Climate. Biden has said from the get-go that on "day one" he would reenter the Paris Climate Accord that the Trump administration abandoned back in 2019, a move that left global powers scrambling as to how to tackle climate change without the world's second largest emitter of carbon and largest economy.
The US' official exit only occurs on November 4, a day after the US election, and therefore, Biden could readily recommit to the treaty without having to make up for much lost time (though there are some compliance issues he would need to address).
US allies. Should he win in November, one of Biden's key policy priorities will be repairing damaged alliances, particularly with European partners. (In 2018, for example, German Chancellor Angela Merkel said "we can't rely on the superpower of the United States.") To do so, Biden could readily fall back on deep relations cultivated during his two terms as vice president.
Indeed, to counter Russian aggression, Biden says he will seek to bolster NATO, not only economically, but also by reinforcing the United States' commitment to its shared values.
Iran nuclear deal. Withdrawing from the Iran nuclear deal was one of Trump's signature foreign policies. Biden, on the other hand, says he will rejoin the accord and resume direct negotiations with Tehran on the condition that "Iran returns to strict compliance with the nuclear deal."

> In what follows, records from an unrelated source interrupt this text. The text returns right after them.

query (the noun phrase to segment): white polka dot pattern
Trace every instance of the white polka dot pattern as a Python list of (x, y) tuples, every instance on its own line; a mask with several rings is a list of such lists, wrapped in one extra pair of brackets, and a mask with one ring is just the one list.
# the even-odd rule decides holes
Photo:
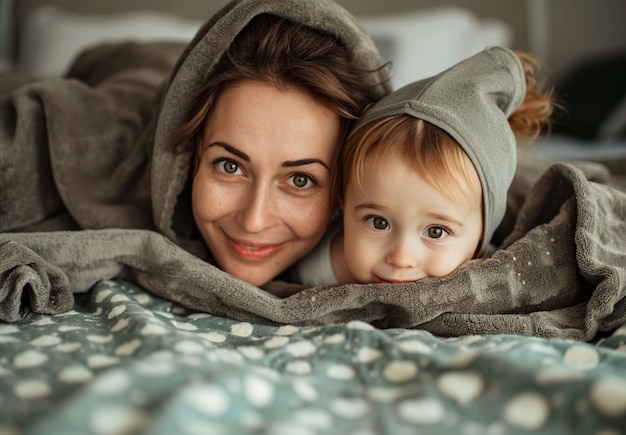
[(125, 282), (0, 325), (0, 434), (626, 433), (626, 326), (598, 343), (267, 326)]

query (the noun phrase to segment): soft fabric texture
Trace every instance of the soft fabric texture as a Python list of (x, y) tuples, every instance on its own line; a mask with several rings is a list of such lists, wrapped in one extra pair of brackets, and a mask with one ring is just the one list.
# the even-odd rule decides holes
[(368, 110), (353, 131), (378, 119), (409, 115), (448, 133), (471, 159), (483, 191), (484, 255), (506, 210), (517, 143), (507, 118), (524, 101), (524, 68), (511, 50), (491, 47), (404, 86)]
[(362, 320), (441, 335), (592, 340), (624, 323), (626, 194), (608, 184), (626, 162), (611, 162), (614, 173), (591, 163), (545, 172), (520, 160), (495, 233), (500, 249), (443, 279), (260, 289), (211, 265), (189, 234), (190, 155), (169, 152), (166, 137), (245, 17), (268, 8), (341, 33), (356, 66), (380, 61), (334, 3), (243, 1), (187, 48), (103, 46), (81, 56), (73, 78), (0, 80), (1, 320), (71, 310), (75, 293), (124, 278), (190, 309), (259, 324)]

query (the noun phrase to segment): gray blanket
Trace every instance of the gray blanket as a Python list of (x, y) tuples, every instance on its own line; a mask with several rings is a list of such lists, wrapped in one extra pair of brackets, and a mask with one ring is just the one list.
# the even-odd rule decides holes
[[(152, 231), (4, 234), (0, 246), (10, 249), (1, 250), (0, 317), (16, 321), (30, 310), (68, 310), (74, 292), (119, 277), (186, 307), (255, 323), (358, 319), (440, 335), (589, 341), (626, 321), (626, 193), (589, 180), (593, 170), (586, 175), (570, 164), (552, 166), (528, 193), (513, 231), (491, 258), (472, 260), (446, 278), (410, 284), (300, 289), (275, 282), (283, 293), (278, 297), (272, 288), (233, 279)], [(46, 258), (66, 260), (51, 264)], [(286, 295), (289, 290), (294, 293)]]
[(213, 266), (190, 216), (192, 152), (174, 153), (169, 135), (229, 41), (263, 13), (336, 35), (355, 68), (372, 71), (368, 99), (389, 91), (373, 42), (330, 0), (236, 0), (187, 47), (102, 46), (64, 79), (0, 78), (0, 320), (65, 312), (76, 293), (119, 278), (258, 324), (590, 341), (626, 322), (626, 161), (548, 169), (522, 157), (500, 249), (446, 278), (261, 289)]

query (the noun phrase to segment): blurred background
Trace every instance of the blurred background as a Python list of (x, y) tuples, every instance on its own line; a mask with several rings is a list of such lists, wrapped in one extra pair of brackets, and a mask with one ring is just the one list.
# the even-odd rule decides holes
[[(311, 0), (315, 1), (315, 0)], [(626, 50), (626, 0), (339, 0), (357, 16), (405, 14), (446, 7), (466, 8), (481, 19), (500, 20), (512, 32), (512, 46), (537, 55), (555, 73), (590, 55)], [(88, 14), (161, 11), (203, 21), (227, 0), (0, 0), (3, 60), (17, 54), (11, 32), (44, 5)], [(454, 29), (440, 29), (441, 32)], [(438, 34), (431, 35), (435, 39)], [(429, 38), (429, 39), (431, 39)], [(436, 43), (436, 41), (431, 42)]]
[[(226, 3), (0, 0), (0, 69), (58, 77), (81, 50), (100, 42), (187, 41)], [(541, 77), (567, 108), (554, 133), (593, 142), (596, 150), (598, 144), (626, 142), (626, 0), (338, 3), (392, 62), (395, 87), (435, 74), (487, 45), (504, 45), (541, 62)]]

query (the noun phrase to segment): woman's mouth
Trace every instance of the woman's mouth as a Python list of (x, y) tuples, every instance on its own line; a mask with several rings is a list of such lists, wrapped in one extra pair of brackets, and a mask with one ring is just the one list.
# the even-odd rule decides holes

While notionally — with the backing of US allies like Germany and France — this process seems achievable in the near term, Biden's plan still relies on the Iranians playing ball. For its part, Iran has its own elections coming up next summer, and as journalist Negar Mortazavi recently told GZERO, the future of diplomacy between the US and Iran is also largely contingent on whether Iran's (anti-American) hardliners prevail at the polls in 2021.
Harder to shift.
Trade. Biden has said repeatedly that Trump's erratic trade policy has disaffected allies like Canada, Mexico and Europe, and deterred China from making concessions in general. The former VP says he will work with allies to get China in check. But as the global economy suffers its worst recession in decades — while China's economy continues to recover, putting it ahead of other global heavyweights— Beijing isn't likely to stop playing hardball anytime soon. At the same time, even if Biden is committed to reducing tensions with Beijing by eliminating some tariffs on Chinese goods imposed by Trump, walking back on $360 billion worth of dues is never going to be a cakewalk.
Meanwhile, while Biden believes in global economic integration, he has to contend with the Democratic party's dominant pro-labor progressive wing, which would likely complicate his administration's efforts to rejoin multinational treaties like the Trans-Pacific Partnership.

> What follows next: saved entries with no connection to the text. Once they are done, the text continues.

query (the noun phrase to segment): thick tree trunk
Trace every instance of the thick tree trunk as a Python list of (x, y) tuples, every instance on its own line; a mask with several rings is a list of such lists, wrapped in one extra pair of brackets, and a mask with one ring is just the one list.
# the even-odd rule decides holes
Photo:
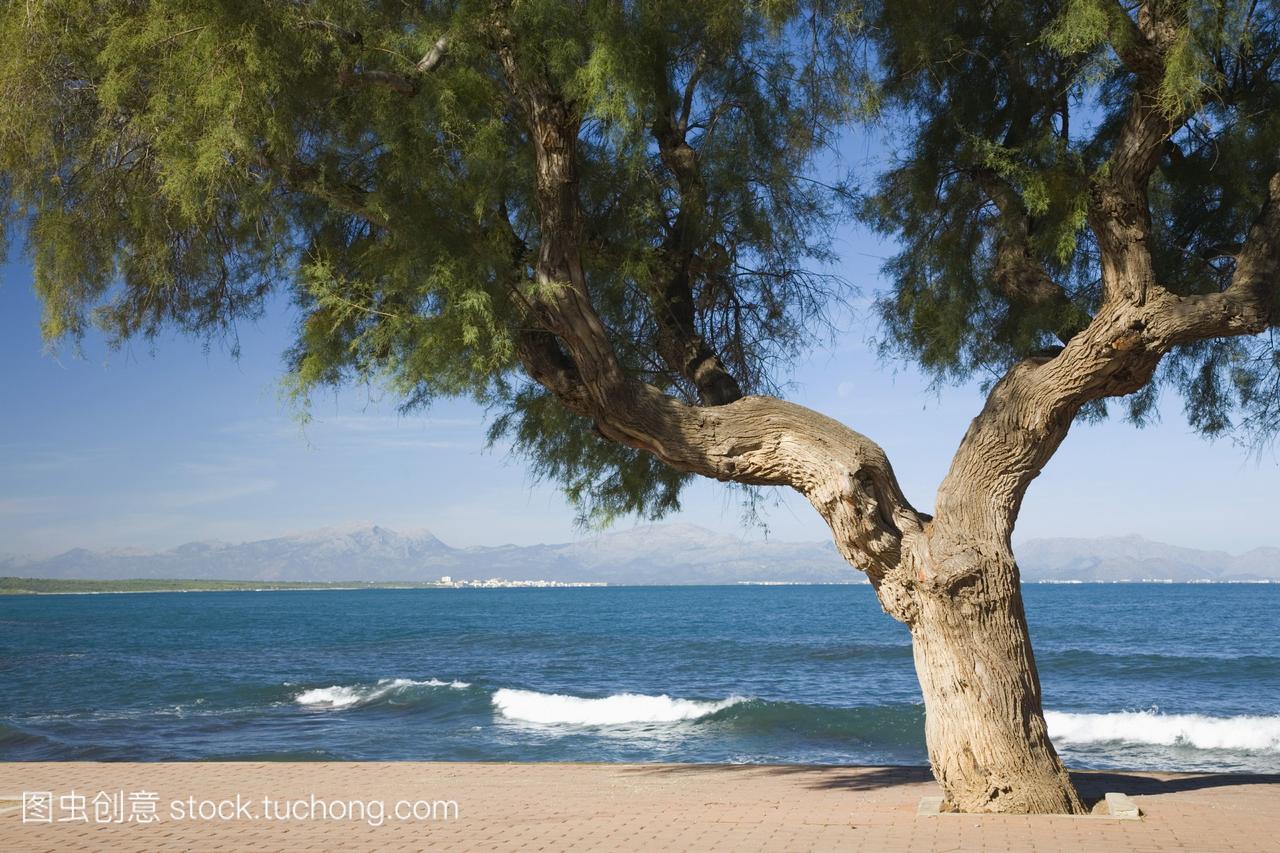
[[(1181, 305), (1182, 298), (1148, 288), (1136, 306), (1104, 305), (1056, 357), (1014, 365), (966, 433), (931, 518), (907, 501), (884, 450), (868, 437), (793, 403), (739, 397), (736, 384), (700, 373), (714, 353), (703, 352), (687, 313), (673, 316), (663, 332), (672, 337), (669, 360), (704, 402), (723, 404), (691, 406), (628, 373), (592, 305), (579, 250), (581, 116), (551, 80), (521, 67), (512, 33), (499, 27), (497, 37), (538, 169), (536, 286), (514, 289), (528, 327), (519, 339), (528, 374), (608, 440), (679, 471), (789, 486), (808, 498), (840, 553), (866, 572), (885, 610), (912, 631), (930, 760), (952, 809), (1083, 811), (1040, 707), (1008, 547), (1014, 520), (1027, 485), (1081, 405), (1142, 387), (1182, 326), (1200, 322), (1209, 309), (1234, 310), (1236, 302), (1228, 304), (1224, 293), (1212, 306), (1180, 310), (1182, 326), (1161, 326), (1158, 303)], [(1280, 195), (1280, 180), (1273, 192)], [(1267, 233), (1280, 234), (1280, 214), (1272, 219)], [(1259, 269), (1269, 275), (1271, 267)], [(1247, 322), (1256, 325), (1253, 315)]]
[(945, 807), (1082, 813), (1045, 727), (1012, 560), (959, 588), (920, 588), (911, 634), (929, 761)]

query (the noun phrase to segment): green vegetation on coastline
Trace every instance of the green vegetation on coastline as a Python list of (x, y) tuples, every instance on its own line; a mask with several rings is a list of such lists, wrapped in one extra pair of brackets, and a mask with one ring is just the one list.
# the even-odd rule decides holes
[(281, 589), (418, 589), (439, 583), (372, 583), (367, 581), (217, 581), (134, 578), (130, 580), (60, 580), (0, 577), (0, 595), (47, 595), (68, 592), (234, 592)]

North Korea and arms control. While President Trump has held three face-to-face summits with Kim Jong-un in recent years, relations between Washington and Pyongyong are as tense as ever. Biden says he will rally allies — as well as China — to reengage the North in denuclearization talks. However, Kim has shown very little willingness to do so, and North Korea has in fact recently made progress in developing nuclear weapons that could strike US territory.
While at this stage, Biden has little leverage with the North, he can — and likely will — renew America's commitment to broader arms control by extending the New START treaty — a 2011 deal limiting long-range nuclear weapons between the Kremlin and the Obama administration that expires next February — without preconditions. (So far, the Trump administration has failed to reach an agreement with Moscow on terms for the extension.)
Bottom line: Leaders are always constrained by the actions of those who came before them. In this particularly tumultuous global moment, what Biden wants to do and what he actually can do will be divergent agendas.